Paul Garrin began working with video while studying fine arts at the Cooper Union School of Art in New York. His works over the past 20 years encompass a full spectrum of analog and digital media from video to the Internet, exploring media and the social impact of technology on society, and issues of media access, free speech, and public/private space.
Since 1989 Garrin has been working with interactive media.
Garrin's well known documentary of the Tompkins Square Riot (1988) in NYC, shot with a home video camcorder, exposed through the media the willful police violence against demonstrators and bystanders and became known as the spark, which ignited the "camcorder revolution." In 1996 Paul founded the Name.Space project to catalyze the divestiture of the U.S.- sanctioned monopolies that govern the internet and bring new and expressive extensions to the Internet Domain Name System while reforming domain policy, an initiative that continues to this day.

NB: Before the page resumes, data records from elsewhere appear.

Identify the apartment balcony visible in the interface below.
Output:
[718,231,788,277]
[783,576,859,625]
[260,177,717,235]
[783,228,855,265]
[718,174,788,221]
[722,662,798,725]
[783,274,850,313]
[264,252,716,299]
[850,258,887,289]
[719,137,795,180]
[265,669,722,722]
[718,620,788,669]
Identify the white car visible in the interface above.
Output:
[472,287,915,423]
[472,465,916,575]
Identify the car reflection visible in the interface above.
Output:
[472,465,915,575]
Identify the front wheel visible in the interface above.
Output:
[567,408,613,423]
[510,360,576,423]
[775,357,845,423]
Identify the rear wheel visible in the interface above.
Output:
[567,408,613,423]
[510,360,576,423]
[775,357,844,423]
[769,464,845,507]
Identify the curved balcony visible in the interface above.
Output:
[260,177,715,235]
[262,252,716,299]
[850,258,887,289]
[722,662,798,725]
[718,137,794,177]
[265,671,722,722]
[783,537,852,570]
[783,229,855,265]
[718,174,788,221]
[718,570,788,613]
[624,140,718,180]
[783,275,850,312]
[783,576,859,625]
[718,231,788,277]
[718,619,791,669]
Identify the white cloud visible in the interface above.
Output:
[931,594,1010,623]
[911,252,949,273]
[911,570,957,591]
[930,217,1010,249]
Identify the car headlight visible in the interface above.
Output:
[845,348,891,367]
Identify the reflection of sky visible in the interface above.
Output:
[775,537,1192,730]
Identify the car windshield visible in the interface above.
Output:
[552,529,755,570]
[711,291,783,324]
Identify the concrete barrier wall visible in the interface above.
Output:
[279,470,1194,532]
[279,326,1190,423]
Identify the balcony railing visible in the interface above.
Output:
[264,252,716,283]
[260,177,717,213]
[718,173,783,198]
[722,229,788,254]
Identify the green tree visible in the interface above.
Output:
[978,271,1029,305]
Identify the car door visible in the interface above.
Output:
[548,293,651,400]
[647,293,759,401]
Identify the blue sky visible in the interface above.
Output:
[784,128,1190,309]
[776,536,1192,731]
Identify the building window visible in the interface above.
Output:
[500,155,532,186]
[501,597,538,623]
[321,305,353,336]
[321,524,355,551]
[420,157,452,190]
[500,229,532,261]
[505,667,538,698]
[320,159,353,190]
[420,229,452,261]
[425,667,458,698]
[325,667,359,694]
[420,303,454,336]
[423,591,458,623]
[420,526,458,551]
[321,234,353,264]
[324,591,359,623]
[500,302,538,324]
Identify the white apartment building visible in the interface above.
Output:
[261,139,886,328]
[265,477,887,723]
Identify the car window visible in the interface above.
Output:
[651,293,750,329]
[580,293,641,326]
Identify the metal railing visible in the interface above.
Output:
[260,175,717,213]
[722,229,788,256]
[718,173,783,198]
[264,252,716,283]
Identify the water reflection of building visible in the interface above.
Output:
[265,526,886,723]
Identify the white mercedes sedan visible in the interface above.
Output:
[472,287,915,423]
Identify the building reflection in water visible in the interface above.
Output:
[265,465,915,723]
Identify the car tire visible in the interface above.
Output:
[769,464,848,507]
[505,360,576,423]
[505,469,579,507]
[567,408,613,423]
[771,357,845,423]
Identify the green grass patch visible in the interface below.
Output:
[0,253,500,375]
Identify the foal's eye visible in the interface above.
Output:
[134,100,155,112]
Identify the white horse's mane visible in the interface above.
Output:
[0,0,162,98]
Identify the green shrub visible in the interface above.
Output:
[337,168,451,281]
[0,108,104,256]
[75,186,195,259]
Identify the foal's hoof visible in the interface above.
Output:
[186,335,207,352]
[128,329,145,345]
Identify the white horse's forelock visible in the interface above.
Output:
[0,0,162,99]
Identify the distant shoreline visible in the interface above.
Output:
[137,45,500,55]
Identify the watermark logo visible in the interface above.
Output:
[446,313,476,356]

His works have been widely exhibited and broadcast internationally including the Lyon Biennale (1995-96), Kwangju Biennale 1995, Sao Paulo Biennale 1994, Holly Solomon Gallery in New York, Musee d'art contemporain de Montreal, 1997, Galleri Faurschou, Copenhagen, 1997, Offenes Kulturhaus, Linz, 1998, Wilhelm Lembruck Museum, Duisburg, Germany, 1999 and others. In 2001 Paul was awarded the Cooper Union's Presidential Alumni Citation for outstanding attainments and contributions to his profession.